There is not a poem out there that recognizes and discusses the appreciation of how hard it is to create poetry as the poem by William Butler Yeats, “Adam’s Curse”. But first, let’s quickly be schooled (just a bit) in Yeats himself. He was in love with his friend Maud Gonne. The only problem was she was married. He may have been writing about her. One never can truly know with poetry. We can beat a poem senseless with all our analysis and never really moved a full step towards the truth. And until we meet Yeats in the spirit world and ask him then, we will just have to make our assumptions.
The title “Adam’s Curse” is easy to understand. Adam as in man as in man’s curse refers to the biblical reference of his curse of hard labor. Men were cursed to labor and women were cursed to endure labor. Thus pain is the curse. In many cultures pain is considered a very holy and ritualistic element that is not to be overlooked.
The title sets up the stage. The first line sets the time...a close of a season. Two endearing friends are together and are discussing poetry. They discuss how writing poetry is in itself laboring. How hours can pass as they try to create a poem but no one cares of their hard efforts. It is better to do practical labor as everyone else because that is the only kind of labor that is appreciated. But they speak of their shared truth. The truth that is an understated grace.
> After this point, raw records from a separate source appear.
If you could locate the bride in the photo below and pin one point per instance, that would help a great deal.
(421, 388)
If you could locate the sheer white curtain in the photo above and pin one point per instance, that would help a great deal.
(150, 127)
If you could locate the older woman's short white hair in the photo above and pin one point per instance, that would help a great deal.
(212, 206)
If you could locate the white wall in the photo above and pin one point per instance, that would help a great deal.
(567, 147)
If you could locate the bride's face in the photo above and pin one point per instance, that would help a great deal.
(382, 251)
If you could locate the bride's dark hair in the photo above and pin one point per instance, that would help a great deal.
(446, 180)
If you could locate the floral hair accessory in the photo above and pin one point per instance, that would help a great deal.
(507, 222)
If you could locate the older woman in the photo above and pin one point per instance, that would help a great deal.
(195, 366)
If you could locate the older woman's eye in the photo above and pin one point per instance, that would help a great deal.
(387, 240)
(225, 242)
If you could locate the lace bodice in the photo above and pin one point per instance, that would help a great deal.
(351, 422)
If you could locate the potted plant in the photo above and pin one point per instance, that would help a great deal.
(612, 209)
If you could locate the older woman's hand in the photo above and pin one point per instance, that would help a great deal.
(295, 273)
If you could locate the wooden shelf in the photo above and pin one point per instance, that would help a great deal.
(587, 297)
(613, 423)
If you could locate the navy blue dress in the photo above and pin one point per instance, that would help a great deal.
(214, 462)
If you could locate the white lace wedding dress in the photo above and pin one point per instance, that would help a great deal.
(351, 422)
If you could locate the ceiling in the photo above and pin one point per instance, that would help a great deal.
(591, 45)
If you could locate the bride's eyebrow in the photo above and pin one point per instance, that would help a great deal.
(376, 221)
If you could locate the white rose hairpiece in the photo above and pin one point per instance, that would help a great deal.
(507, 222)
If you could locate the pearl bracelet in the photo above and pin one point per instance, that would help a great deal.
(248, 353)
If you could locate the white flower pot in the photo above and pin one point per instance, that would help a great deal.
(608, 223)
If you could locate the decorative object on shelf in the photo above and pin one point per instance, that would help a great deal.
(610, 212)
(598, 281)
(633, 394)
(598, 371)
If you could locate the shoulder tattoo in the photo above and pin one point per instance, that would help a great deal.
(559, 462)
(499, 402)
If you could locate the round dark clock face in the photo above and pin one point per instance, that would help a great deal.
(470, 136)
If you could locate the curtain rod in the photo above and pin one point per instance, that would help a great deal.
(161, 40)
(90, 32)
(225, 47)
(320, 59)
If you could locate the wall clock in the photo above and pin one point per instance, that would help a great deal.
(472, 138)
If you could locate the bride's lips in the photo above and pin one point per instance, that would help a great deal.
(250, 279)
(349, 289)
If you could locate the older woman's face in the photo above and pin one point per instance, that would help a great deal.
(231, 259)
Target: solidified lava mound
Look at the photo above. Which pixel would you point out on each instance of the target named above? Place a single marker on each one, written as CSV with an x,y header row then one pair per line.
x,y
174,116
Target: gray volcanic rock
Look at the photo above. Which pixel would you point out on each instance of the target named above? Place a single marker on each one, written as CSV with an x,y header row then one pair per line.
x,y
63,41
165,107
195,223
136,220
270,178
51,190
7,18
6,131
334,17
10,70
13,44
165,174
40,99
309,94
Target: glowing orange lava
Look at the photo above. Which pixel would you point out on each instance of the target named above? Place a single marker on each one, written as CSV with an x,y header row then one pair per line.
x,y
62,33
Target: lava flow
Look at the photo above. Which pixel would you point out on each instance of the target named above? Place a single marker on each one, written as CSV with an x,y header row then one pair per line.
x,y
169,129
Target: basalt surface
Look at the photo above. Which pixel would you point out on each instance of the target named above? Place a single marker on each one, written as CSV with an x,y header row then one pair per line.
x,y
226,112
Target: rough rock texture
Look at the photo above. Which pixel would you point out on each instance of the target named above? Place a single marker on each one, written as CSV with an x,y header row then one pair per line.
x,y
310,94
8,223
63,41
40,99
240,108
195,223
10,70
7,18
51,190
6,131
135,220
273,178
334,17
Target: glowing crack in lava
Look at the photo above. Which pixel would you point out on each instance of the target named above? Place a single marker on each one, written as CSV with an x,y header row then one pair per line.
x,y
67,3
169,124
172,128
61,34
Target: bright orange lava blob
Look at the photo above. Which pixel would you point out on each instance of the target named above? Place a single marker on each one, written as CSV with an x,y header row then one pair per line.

They know that even though a poem seems natural and easy it is much more painful and complicated than you think. This stanza is all about the poetry itself.
Next Yeats writes on the beauty of poetry. A woman must do so much to keep her physical appearance. It is not easy for her. But the kind of inner beauty and the beauty of true love is not something that can be gotten from books. It too is something that is learned through labor. It too is painful. So too is poetry. You can go to classes and workshops that teach you how to write poetry but the real act of poetry must come from a laboring from within you. It must hurt, it must pull and tug and sometimes force starvation and sleeplessness upon you to create the poetry. If it is to beautiful that it.
Yeats writes of the moon. Moon is surely a metaphor for the effects of time. How does time affect human love? Remember he was writing this for his love Maud. It truly was not a poem for you or I. This poem was for her ears. She was his lover, if not his in bed surely in his heart. Strove is another word that means labor. When you strive for something you must labor for it. You must push yourself harder and harder until you attain it. He strove to love her in the ‘old high way’ of love. To me that is the most beautiful line of the poem and yet the saddest too. I truly cannot say what Yeats mean when he penned that line but to me…well, I think he meant that because he could not love her as he wanted he chose to love her the only way he could…through the labor of a poem…something that so many do not understand how difficult, how laboring, how terribly all-consuming it can be.
It is a beautiful poem but sad. Can you imagine having that one person beside you who you can write with, laugh with, talk with, and just understand each other but yet…not ever be able to have them completely?